Circles upon Circles above Gemini South Observatory in Chile | NOIRLab

Circles upon Circles above Gemini South Observatory in Chile | NOIRLab

Unlike this image suggests, the sky has not suddenly become bright—it is just a photographic trick. Atop Cerro Pachón in Chile, many exposures of the dark night capture the stars’ journey across the sky, along with the setting Sun (far right), the headlights of a car passing by on the road (left), and the lasers of the adaptive optics on both Gemini South (middle) and Andes Lidar Observatory (left). Gemini South is one half of the International Gemini Observatory, operated by the National Science Foundation (NSF) NOIRLab, while the Andes Lidar Observatory is part of Cerro-Tololo Inter-American Observatory (CTIO), a Program of NSF NOIRLab. To the right, in the distance, sits NSF–Department of Energy (DOE) Vera C. Rubin Observatory, a joint initiative of the U.S. National Science Foundation (NSF) and the U.S. DOE Office of Science (DOE/SC), and operated jointly by NSF NOIRLab and DOE’s SLAC National Accelerator Laboratory.

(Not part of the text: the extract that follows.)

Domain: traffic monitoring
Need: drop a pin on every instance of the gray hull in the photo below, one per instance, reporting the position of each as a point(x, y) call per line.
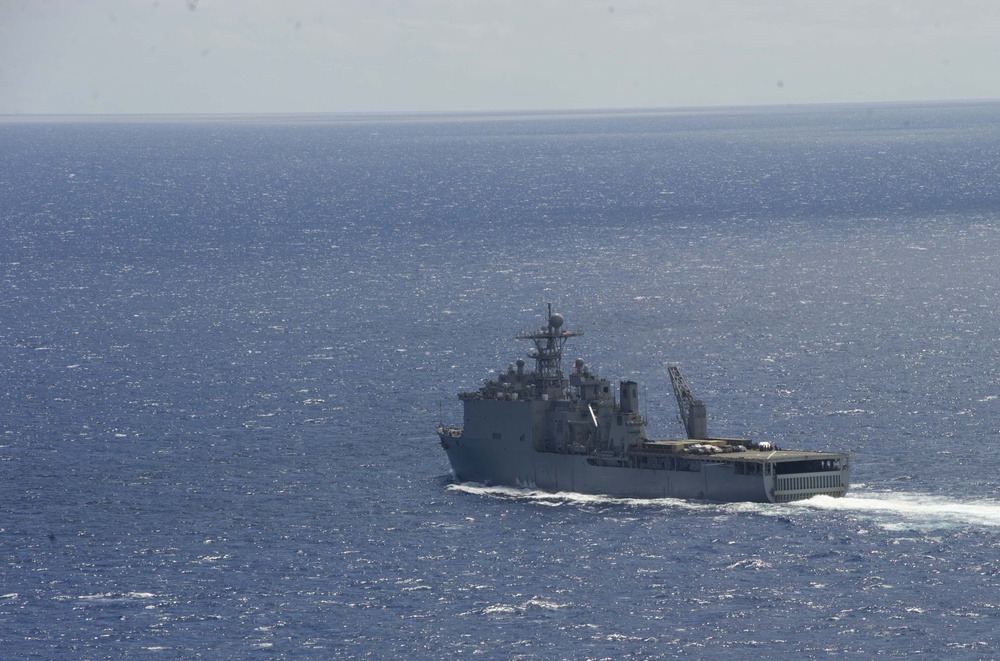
point(713, 479)
point(540, 429)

Nights on the mountain top are pristinely dark, so capturing the right amount of light is key for astronomers and photographers alike, and they both use different techniques to do just that. The photographer and NOIRLab Audiovisual Ambassador Petr Horálek captured multiple images over the course of the night and then stacked them on top of each other, finding the perfect balance of dark and light for us to see the thousands of mesmerizing star trails.

Star trails are caused by the Earth’s rotation. It makes stars appear to move in arcs and circles around the Earth’s celestial poles (the celestial south pole is seen to the left in this image). The distance of each star to the pole star helps us define that stars are circumpolar or seasonal. Circumpolar stars do not rise or set like the Sun—they would even be continuously visible during the day at any time of the year if not for the Sun’s light. Meanwhile, seasonal stars rise in the east and set in the west, changing with the seasons due to their proximity to the celestial equator. These pathways are an effect of the geometry of Earth’s orbit, and the latitude you observe the sky from will change what stars appear circumpolar.

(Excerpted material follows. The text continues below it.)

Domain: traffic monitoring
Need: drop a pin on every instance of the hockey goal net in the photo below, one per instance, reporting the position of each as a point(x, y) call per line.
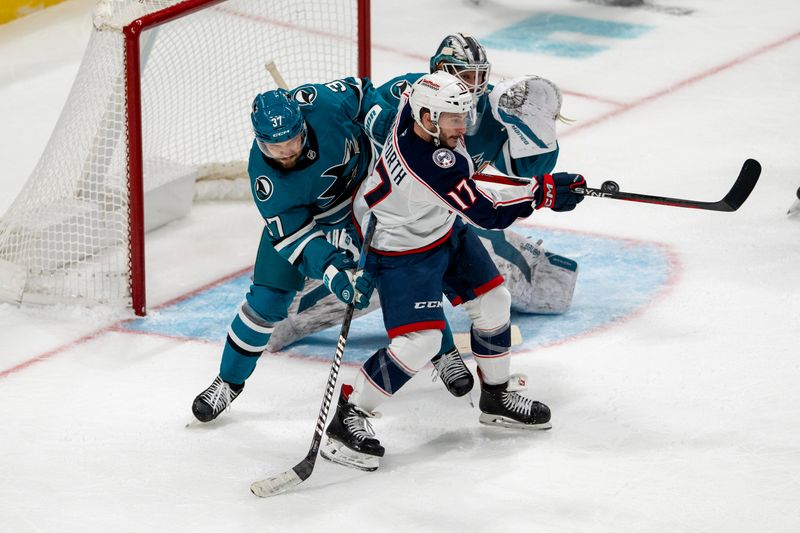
point(161, 101)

The Gemini South Telescope, half of the International Gemini Observatory, shines a low power laser into the sky to create a laser guide star. This laser guide star serves as a reference for the telescope's adaptive optics system so that it can 'cancel out' the effect of atmospheric turbulence on the images of its actual targets. The Gemini South telescope is located on a mountain in the Chilean Andes called Cerro Pachón, where very dry air and negligible cloud cover make this another prime telescope location.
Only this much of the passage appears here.